Nie mogąc pochwalić się rekordowymi zyskami, korporacja postanowiła ujawnić łączną liczbę wszystkich aktywnych użytkowników swoich urządzeń. Dyrektor finansowy Luca Maestri zdradził, że liczba aktywnych użytkowników sprzętu z jabłkiem w logo wynosi 1,4 mld, z czego 900 mln to posiadacze iPhone'a. Informację tę potwierdził później Tim Cook.
W takim wypadku nic dziwnego, że Apple chce inwestować w kolejne usługi.
Obniżki cen? Tak, ale raczej nie dla Polaków
Trochę nieoczekiwanie, w wywiadzie dla Reutersa Tim Cook wreszcie zauważył, że jednym z głównych problemów iPhone'a mogą być zbyt wysokie ceny. Jednak nie powiedział tego wprost.

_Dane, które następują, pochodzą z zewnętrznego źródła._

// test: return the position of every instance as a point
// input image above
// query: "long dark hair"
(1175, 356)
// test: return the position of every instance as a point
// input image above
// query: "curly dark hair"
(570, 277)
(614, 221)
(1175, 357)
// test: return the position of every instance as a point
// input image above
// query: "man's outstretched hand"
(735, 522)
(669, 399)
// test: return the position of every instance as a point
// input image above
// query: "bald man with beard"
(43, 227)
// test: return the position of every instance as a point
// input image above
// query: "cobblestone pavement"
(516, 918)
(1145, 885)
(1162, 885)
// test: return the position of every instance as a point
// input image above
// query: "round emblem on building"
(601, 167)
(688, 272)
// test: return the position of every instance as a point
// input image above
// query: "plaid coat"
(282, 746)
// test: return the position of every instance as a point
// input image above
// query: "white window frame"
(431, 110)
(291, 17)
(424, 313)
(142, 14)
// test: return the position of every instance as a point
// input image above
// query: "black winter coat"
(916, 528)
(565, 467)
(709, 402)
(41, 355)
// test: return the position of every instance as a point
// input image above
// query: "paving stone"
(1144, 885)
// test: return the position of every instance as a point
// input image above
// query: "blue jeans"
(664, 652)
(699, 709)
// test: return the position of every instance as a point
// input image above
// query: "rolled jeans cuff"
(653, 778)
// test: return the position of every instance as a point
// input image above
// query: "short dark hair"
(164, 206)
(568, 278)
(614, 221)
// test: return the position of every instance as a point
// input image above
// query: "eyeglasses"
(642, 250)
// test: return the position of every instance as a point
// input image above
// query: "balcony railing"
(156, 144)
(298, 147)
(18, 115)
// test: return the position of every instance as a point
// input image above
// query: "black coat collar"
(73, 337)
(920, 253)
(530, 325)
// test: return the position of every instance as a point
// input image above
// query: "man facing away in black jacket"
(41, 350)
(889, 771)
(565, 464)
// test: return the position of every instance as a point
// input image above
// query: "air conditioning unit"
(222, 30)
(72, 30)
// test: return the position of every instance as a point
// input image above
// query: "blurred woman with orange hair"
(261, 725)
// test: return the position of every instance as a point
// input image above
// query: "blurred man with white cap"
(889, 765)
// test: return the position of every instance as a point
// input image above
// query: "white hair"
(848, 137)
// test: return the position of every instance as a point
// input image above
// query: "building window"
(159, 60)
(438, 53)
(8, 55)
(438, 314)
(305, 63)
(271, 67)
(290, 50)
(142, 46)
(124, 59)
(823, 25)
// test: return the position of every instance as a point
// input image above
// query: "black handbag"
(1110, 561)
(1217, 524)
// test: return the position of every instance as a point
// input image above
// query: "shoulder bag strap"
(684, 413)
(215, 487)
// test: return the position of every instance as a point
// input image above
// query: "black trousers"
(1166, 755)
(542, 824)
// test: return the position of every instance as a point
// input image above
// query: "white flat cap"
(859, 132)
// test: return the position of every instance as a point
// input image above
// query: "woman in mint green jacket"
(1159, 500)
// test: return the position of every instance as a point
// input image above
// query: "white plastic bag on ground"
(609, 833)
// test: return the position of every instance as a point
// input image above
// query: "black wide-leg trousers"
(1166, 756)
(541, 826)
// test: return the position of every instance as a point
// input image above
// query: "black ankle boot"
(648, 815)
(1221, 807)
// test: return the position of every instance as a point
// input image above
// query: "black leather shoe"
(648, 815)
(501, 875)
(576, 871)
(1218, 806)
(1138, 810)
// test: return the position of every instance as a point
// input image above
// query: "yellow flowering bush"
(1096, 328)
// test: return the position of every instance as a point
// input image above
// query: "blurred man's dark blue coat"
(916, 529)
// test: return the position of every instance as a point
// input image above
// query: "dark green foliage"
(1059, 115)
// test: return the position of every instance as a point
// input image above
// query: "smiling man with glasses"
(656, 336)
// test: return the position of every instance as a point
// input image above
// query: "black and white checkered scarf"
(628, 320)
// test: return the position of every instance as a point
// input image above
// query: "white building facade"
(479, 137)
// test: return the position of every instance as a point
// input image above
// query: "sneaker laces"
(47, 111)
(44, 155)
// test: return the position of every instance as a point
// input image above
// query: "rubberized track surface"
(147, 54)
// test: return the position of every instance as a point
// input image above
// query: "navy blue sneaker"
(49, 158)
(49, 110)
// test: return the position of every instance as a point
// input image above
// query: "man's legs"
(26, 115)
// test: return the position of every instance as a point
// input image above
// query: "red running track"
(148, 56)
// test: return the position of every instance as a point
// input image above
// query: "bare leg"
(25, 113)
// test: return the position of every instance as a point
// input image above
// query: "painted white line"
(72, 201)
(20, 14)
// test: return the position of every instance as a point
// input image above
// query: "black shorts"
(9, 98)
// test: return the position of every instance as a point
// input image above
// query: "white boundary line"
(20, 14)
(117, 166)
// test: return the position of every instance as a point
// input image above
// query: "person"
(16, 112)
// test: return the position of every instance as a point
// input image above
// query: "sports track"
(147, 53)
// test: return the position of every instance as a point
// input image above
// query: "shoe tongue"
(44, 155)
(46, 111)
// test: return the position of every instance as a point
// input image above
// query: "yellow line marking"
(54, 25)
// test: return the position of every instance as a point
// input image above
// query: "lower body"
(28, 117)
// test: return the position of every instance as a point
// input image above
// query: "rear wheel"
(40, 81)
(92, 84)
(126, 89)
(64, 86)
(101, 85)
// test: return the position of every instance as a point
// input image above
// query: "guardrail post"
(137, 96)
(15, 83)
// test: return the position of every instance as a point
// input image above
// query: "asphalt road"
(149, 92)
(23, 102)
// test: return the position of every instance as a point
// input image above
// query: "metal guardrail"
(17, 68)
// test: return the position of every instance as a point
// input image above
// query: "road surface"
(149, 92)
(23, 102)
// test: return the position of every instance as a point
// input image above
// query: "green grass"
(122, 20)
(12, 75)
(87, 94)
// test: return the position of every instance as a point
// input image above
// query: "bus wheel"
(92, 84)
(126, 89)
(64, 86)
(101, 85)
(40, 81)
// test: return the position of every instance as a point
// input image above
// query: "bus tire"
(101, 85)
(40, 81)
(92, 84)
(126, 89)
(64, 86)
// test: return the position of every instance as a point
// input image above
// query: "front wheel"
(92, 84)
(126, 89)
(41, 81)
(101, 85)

Użył przykładu liry tureckiej, której wartość w dolarach amerykańskich w 2018 r. spadła o 33 proc. Następnie powiązał to ze spadkiem przychodów z tamtejszego rynku; 700 mln dol. mniej rok do roku. Padł wniosek, że „niektóre rynki mogą wymagać dostosowania cen do sytuacji ekonomicznej”. Innymi słowy: prezes zastanawia się nad wprowadzeniem obniżek na wybranych rynkach.
Ale czy na jego liście znajduje się także Polska? To mało prawdopodobne. W ciągu ostatniego roku złotówka, owszem, straciła na wartości, ale raptem około 4 proc. Tak więc nawet jeśli w Cupertino uwzględnią różnicę kursu walut dla Polski, to jedynym, na co możemy liczyć, jest... etui.